5. Push and inspect the run

After pushing:

  1. GitHub builds firmware

  2. the firmware artifact is passed to the hardware-test job

  3. BenchCI logs in

  4. BenchCI schedules the run on the selected bench

  5. the Agent flashes firmware and executes the suite

  6. BenchCI downloads results and evidence into benchci-results/ by default

  7. GitHub uploads results as workflow artifacts


6. Inspect in the dashboard

Open:

https://app.benchci.dev

Use the dashboard to inspect:

  • run status

  • bench assignment

  • agent assignment

  • event timeline

  • failure context

  • artifacts


Example suite.yaml

version: "1"

suite:
  name: firmware_smoke

tests:
  - name: boot_ok
    steps:
      - expect_uart:
          node: dut
          transport: console
          contains: "[BOOT] OK"
          within_ms: 3000

  - name: ping
    steps:
      - send_uart:
          node: dut
          transport: console
          data: "PING\n"

      - expect_uart:
          node: dut
          transport: console
          contains: "PONG"
          within_ms: 1000

Expected artifacts

BenchCI writes results into:

benchci-results/

Typical contents include:

results.json
evidence.json
evidence.html
manifest.json
flash.log
transport-*.log
gpio.log
power.log

The exact logs depend on your bench and suite.

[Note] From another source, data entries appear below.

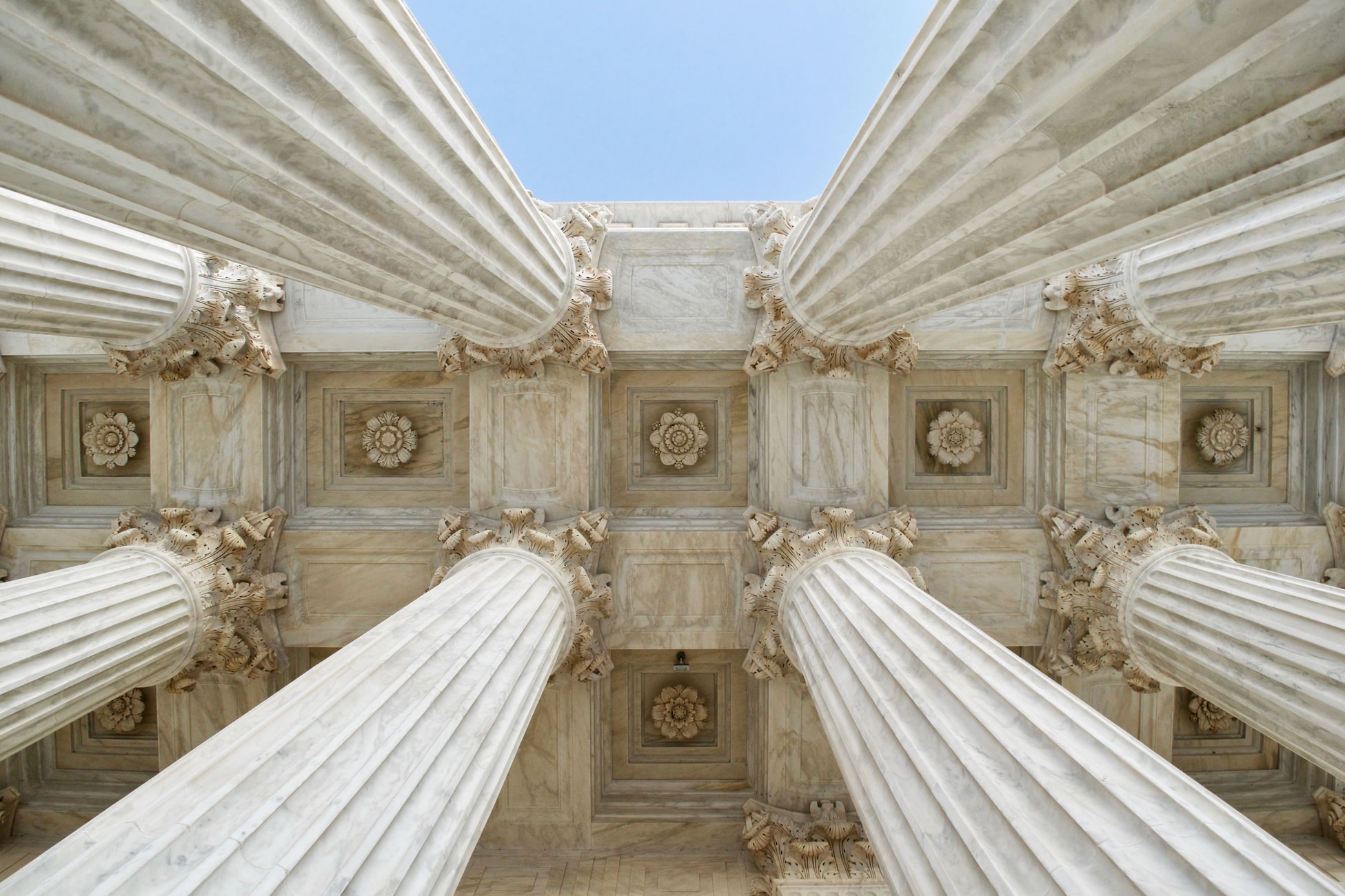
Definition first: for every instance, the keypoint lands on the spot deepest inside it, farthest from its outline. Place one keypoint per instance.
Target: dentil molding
(780, 336)
(575, 339)
(785, 549)
(1097, 564)
(227, 325)
(568, 548)
(229, 567)
(1103, 326)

Evidence produced by this workflow

The hardware-test job also produces evidence artifacts:

benchci-results/
├── cloud_<run_id>.zip
└── ...

Inside the downloaded ZIP you should find files such as:

results.json
evidence.json
evidence.html
manifest.json
evidence.json
evidence.html
metadata.json
inputs/bench.yaml
inputs/suite.yaml

evidence.json records the firmware hash, Git metadata, CI job URL, bench/suite hashes, and traceability fields from suite.yaml. evidence.html is the human-readable report.

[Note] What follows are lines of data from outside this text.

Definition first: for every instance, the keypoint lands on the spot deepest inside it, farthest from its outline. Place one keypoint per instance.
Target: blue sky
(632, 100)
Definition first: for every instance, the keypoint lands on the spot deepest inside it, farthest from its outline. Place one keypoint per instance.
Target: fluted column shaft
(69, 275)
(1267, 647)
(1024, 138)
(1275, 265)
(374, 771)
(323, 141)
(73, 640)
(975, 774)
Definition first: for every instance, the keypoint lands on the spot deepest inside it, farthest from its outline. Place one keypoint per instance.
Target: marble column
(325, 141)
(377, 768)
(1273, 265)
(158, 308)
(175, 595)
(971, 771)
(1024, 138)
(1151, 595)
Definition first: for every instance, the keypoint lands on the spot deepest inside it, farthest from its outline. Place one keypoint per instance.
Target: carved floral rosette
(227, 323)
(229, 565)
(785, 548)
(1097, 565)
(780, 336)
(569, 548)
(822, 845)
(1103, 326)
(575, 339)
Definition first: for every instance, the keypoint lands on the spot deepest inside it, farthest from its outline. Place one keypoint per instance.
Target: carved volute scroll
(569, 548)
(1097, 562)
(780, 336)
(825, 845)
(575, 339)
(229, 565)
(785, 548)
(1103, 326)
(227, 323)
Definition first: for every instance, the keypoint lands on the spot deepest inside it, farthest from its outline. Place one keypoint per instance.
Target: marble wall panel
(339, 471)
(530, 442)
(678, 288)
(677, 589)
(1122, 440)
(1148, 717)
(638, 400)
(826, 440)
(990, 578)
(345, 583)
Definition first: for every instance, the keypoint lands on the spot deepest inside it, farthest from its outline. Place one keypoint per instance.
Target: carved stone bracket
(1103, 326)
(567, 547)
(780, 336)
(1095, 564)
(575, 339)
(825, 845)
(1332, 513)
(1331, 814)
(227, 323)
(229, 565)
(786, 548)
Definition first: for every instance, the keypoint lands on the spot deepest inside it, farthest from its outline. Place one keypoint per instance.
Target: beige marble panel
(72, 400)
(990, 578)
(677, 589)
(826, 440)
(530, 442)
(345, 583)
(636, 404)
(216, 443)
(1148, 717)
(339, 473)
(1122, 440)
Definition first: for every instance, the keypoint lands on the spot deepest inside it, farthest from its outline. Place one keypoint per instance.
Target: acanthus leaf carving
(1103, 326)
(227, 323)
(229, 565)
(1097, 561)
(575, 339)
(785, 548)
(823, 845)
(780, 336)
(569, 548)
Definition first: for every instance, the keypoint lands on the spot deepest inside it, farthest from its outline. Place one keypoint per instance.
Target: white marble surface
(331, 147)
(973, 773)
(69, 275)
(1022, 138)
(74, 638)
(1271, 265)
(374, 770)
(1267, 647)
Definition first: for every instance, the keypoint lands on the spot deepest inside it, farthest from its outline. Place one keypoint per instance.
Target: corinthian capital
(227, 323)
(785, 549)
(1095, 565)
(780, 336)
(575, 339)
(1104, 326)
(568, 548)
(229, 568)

In the dashboard, open the run detail page to see the Evidence and Traceability sections.

Why this example matters

This is the workflow BenchCI is designed for:

software CI discipline
        +
real hardware validation

A pull request can now build firmware, schedule a real hardware run, flash a device, validate behavior, and return machine-readable results.

Preflight diagnostics before CI

Before relying on GitHub Actions or another CI system, run the local readiness workflow from Diagnostics on the hardware-connected machine. Then start the cloud Agent and verify the bench appears as healthy or degraded in the dashboard.

A bench that is failing or unknown is not eligible for scheduled cloud runs.